Schéma 2 - Dépenses par habitant des gouvernements
fédéral/provinciaux-territoriaux/
municipaux (en dollars) (1996-1997)
Ce niveau de dépenses en matière de culture témoigne
d'un solide engagement à l'égard de la culture canadienne,
qui met à contribution tous les paliers de gouvernement.
Approche adoptée pour formuler les recommandations
Le Comité est conscient que le gouvernement fédéral
n'est qu'un des paliers de gouvernement qui appuient la culture. Certaines
de ses recommandations tiennent aussi compte du fait que la culture intéresse
d'autres ministères que celui du Patrimoine canadien.

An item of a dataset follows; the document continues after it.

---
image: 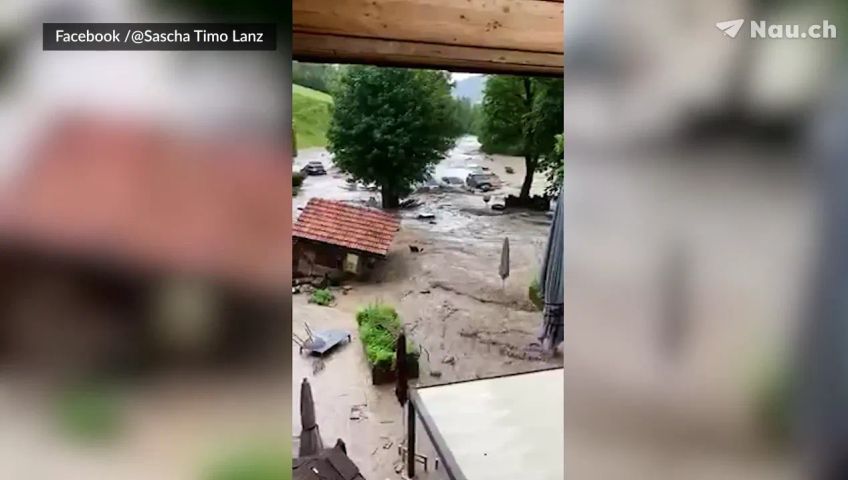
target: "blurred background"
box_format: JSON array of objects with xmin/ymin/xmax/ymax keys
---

Le Comité a formulé ses recommandations de sorte que leurs
résultats soient mesurables et stratégiques. Dans de nombreux
cas, il a demandé que le ministère du Patrimoine canadien
lui fasse rapport dans un délai précis, pour tenir compte
de l'insistance répétée des témoins sur la
nécessité d'agir sans tarder. Le Comité s'est aussi
gardé de faire la microgestion des questions présentées.
Les recommandations visent de grands thèmes et des initiatives mesurables.
Enfin, bien que le Comité se soit efforcé d'établir
des échéanciers raisonnables dans ses recommandations, celles
considérées comme plus pressantes ont été mises
en relief.
Parmi les centaines de mémoires que le Comité a reçus
figurait un document de principe produit par la Conférence canadienne
des arts (CCA), un organisme cadre pour les artistes et les groupes artistiques
partout au pays. Au cours de ses délibérations, le Comité
est revenu à maintes reprises au document de la Conférence,
intitulé Groupe de travail sur la politique culturelle au XXIe
siècle13.
Le Comité a jugé particulièrement utile le fait
que ce document examine sous plusieurs angles les éléments
clés de la participation du gouvernement fédéral à
la culture. Il apprécie son approche horizontale qui, comme dans
le présent rapport, permet de mettre l'accent sur les actions et
les thèmes communs, plutôt que sur des disciplines et des
programmes particuliers. La CCA souligne aussi l'importance d'encourager
la langue et la culture françaises, tant au Québec que dans
les autres centres de la vie francophone. En outre, le mémoire reconnaît
la diversité culturelle unique du Canada et souligne la contribution
culturelle particulière des peuples autochtones du Canada et la
nécessité d'aider les Canadiens à mieux apprécier
l'expérience et les aspirations collectives de la société
canadienne. Le mémoire de la CCA insiste aussi sur l'importance
d'une approche multidisciplinaire à l'égard de la politique
culturelle, approche qui met à contribution tous les outils dont
dispose un gouvernement, y compris la réglementation, les dispositions
législatives, le soutien financier et le régime fiscal. Il
préconise aussi, en matière d'élaboration de politique,
une nouvelle approche qui tient compte de l'évolution des conditions
générales, des possibilités et des technologies.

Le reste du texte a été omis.